KULONPROGO (KRjogja.com) – Jelang jatuh tempo pembayaran pajak bumi dan bangunan perdesaan dan perkotaan (PBB P2) di Kabupaten Kulonprogo tahun 2016, pencapaian hingga Selasa (27/9/2016) sebesar Rp 10.553.299.522 dari target perubahan Rp 11.663.860.770 atau 90,48 persen.

 

"Pencapaian realisasi tersebut pertama diraih Kecamatan Lendah 91,6 persen dan terakhir Kecamatan Wates 73,2 persen. Realisasi per kecamatan tidak ada yang kurang dari 50 persen, tapi yang di bawah 75 persen  terutama Kecamatan Wates realisasinya paling rendah dibanding kecamatan lainnya," kata Kepala Bidang (Kabid) PBB P2 dan Bea Perolehan Hak Atas Tanah dan Bangunan (BPHTB) Dinas Pendapatan Pengelolaan Keuangan dan Aset (DPPKA) Kulonprogo Marsi SIP MPA menyatakan hal itu Selasa (27/9/2016).

Menurutnya, ada beberapa desa yang setor kolektif ke Bank BPD, tapi Selasa  belum masuk ke DPPKA. Dalam percepatan di penghujung jatuh tempo, pegawai Bidang PBB disebar ke desa-desa yang realisasinya masih rendah.
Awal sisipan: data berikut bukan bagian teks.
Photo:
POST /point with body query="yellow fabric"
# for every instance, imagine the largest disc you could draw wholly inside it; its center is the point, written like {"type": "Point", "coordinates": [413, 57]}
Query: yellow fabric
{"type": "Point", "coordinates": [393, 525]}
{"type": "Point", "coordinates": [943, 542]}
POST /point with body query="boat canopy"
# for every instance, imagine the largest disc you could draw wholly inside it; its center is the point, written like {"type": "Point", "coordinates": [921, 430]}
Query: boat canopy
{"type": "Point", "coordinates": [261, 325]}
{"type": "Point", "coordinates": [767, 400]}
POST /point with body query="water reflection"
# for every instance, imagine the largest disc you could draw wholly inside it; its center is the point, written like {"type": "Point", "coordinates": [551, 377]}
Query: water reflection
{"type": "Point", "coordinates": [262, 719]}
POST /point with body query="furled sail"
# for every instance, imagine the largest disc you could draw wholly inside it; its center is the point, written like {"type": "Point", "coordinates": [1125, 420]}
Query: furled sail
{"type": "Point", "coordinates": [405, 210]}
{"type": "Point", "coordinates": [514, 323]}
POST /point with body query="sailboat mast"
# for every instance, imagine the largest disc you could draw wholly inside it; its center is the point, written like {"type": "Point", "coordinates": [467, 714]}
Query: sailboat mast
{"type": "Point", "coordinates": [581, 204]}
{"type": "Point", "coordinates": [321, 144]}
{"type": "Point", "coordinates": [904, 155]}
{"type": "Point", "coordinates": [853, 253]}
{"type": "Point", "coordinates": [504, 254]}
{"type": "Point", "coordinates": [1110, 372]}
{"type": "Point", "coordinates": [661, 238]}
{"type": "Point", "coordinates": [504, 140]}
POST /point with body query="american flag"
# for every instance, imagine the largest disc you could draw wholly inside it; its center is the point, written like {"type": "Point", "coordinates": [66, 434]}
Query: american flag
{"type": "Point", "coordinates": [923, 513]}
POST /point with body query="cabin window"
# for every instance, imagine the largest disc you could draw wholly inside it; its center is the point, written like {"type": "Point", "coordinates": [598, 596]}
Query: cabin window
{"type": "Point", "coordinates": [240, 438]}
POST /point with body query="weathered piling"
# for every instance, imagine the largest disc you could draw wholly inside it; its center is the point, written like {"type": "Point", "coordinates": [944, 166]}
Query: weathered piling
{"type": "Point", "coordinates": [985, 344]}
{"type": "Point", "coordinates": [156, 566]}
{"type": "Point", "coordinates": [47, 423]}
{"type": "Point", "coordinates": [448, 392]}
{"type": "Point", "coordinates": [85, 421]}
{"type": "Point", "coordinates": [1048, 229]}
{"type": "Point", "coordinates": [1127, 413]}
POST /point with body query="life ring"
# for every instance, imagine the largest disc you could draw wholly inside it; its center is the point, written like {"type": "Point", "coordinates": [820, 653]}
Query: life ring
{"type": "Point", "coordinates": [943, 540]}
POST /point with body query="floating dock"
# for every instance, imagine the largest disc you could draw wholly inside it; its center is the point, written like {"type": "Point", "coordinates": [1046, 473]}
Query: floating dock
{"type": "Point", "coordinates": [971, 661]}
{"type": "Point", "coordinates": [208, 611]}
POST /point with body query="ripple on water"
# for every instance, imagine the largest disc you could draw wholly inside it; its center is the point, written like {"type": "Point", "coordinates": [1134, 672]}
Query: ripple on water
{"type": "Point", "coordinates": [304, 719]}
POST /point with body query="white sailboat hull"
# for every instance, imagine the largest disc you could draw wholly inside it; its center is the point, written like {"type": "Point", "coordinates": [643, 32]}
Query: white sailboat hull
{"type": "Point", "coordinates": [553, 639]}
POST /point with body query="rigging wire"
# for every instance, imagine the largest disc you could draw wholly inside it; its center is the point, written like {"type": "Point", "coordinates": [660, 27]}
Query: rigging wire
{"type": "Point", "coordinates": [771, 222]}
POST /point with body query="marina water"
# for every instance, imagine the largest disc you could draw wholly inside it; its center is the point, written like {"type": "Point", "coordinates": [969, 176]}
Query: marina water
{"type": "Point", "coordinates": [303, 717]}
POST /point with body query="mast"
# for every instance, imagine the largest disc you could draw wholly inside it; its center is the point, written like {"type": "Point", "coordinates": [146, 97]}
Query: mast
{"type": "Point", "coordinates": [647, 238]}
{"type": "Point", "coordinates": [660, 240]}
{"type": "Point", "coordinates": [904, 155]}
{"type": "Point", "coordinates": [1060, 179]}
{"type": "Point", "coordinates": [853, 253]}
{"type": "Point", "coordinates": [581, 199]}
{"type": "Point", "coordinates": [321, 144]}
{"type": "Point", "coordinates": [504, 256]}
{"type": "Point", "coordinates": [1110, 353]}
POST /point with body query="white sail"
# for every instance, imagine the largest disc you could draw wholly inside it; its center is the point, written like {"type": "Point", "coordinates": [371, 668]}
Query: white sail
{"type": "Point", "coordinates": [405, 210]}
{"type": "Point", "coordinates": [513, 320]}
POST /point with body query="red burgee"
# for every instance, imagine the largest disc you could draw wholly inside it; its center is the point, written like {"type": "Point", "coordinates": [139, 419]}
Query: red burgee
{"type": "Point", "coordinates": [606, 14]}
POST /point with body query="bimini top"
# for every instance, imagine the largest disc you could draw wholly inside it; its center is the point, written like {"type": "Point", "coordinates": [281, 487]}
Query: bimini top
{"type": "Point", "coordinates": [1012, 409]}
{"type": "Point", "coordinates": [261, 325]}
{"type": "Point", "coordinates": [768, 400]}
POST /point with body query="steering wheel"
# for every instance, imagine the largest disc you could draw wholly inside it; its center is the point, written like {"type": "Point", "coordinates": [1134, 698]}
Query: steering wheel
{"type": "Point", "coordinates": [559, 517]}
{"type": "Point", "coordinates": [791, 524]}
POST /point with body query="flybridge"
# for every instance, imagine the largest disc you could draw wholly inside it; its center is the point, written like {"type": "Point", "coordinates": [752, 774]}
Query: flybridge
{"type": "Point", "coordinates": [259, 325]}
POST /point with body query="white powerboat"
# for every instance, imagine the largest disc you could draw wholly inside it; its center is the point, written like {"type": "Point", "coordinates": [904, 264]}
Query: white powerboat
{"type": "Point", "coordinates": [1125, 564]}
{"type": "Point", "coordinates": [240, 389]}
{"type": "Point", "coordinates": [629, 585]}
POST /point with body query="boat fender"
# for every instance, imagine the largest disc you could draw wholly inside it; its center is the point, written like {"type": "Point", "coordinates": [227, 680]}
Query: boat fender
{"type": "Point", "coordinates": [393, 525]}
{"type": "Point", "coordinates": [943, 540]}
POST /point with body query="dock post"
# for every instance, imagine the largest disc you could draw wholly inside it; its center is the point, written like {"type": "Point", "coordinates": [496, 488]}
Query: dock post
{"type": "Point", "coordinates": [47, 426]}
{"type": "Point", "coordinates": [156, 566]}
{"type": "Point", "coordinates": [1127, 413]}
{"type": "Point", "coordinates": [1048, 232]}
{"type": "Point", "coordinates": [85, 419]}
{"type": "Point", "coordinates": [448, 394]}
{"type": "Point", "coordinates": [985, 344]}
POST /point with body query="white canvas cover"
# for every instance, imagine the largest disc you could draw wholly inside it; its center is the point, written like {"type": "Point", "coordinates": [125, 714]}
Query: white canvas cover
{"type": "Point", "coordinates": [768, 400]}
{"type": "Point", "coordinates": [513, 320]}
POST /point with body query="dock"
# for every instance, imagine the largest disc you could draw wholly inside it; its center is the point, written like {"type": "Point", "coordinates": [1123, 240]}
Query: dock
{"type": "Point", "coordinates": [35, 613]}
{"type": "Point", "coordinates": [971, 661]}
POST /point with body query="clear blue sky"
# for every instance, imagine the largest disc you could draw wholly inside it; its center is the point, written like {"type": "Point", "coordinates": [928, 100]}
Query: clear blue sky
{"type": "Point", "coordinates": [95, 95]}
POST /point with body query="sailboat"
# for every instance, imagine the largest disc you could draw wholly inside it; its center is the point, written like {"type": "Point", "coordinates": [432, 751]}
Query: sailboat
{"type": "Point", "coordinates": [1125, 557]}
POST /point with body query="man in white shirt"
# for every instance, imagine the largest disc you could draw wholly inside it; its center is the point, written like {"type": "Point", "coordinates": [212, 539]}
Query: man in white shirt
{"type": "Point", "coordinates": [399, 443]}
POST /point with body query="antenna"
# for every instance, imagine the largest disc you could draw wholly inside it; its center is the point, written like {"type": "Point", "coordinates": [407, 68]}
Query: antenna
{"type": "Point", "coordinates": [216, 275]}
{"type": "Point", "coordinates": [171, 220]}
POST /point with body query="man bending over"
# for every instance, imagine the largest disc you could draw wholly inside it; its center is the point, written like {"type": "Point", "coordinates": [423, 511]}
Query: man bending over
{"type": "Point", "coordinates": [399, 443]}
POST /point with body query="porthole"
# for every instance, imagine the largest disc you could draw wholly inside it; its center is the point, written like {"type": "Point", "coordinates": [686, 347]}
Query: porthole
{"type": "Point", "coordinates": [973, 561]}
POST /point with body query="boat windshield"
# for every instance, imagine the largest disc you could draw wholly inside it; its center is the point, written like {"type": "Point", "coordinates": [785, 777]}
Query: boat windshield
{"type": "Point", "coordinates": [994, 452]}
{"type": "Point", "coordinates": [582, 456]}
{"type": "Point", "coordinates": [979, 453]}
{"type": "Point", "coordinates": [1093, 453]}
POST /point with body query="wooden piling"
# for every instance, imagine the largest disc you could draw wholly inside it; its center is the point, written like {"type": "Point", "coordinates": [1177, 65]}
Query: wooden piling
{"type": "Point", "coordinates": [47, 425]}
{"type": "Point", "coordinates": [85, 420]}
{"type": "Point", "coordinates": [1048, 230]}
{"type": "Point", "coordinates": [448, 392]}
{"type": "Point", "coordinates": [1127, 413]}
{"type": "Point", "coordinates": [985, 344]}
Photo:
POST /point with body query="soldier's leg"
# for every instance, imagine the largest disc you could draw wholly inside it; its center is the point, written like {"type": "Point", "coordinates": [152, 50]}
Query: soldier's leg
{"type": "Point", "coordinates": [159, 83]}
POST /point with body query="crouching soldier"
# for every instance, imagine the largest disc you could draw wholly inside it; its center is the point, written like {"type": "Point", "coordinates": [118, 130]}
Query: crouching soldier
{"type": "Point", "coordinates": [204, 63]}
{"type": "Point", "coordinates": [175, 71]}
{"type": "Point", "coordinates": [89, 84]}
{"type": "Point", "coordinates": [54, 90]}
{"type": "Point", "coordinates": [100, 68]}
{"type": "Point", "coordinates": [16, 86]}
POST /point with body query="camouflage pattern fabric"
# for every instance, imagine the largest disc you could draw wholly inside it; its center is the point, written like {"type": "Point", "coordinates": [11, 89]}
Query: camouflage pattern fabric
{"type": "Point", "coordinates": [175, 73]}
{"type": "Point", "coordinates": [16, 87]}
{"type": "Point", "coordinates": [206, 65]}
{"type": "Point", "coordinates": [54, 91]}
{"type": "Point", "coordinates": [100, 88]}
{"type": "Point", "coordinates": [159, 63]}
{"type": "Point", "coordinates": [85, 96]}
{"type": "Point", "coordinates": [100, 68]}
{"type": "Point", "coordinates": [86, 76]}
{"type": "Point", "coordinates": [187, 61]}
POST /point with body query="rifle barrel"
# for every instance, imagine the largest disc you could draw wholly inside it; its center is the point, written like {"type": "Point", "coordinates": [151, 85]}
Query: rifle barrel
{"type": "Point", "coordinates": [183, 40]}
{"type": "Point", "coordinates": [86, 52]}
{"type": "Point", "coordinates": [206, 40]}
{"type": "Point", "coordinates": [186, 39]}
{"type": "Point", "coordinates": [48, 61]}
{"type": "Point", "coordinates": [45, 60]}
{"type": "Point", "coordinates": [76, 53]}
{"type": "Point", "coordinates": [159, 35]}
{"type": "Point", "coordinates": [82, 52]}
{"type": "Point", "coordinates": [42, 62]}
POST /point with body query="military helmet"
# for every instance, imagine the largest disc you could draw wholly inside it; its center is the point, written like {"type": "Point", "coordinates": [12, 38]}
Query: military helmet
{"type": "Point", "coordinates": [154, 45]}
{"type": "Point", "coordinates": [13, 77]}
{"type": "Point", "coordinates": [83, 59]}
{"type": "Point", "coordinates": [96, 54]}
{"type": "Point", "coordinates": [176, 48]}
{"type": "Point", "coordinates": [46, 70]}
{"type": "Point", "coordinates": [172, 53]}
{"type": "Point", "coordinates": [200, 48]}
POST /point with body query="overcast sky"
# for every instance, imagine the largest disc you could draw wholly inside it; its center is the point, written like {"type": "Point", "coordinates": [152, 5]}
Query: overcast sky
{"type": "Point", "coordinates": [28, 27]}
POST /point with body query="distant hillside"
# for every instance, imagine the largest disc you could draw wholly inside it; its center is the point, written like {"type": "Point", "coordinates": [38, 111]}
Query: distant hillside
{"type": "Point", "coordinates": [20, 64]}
Sejak Senin hingga Kamis mendatang para pegawai mengambil pembayaran PBB. "Ada beberapa desa yang menjanjikan mau bayar, dan janjian, kita yang mengambil ke desa tersebut," tutur Marsi.

Realisasi keseluruhan, ujar Marsi, mengalami peningkatan dalam waktu yang sama (mendekati jatuh tempo tahun lalu) dibanding tahun lalu. Tapi memang sedikit, pihaknya berharap sampai Jumat (30/9/2016) nanti masih akan bertambah. Diharapkan warga memanfaatkan waktunya sebelum jatuh tempo, karena setelah itu akan dikenakan denda.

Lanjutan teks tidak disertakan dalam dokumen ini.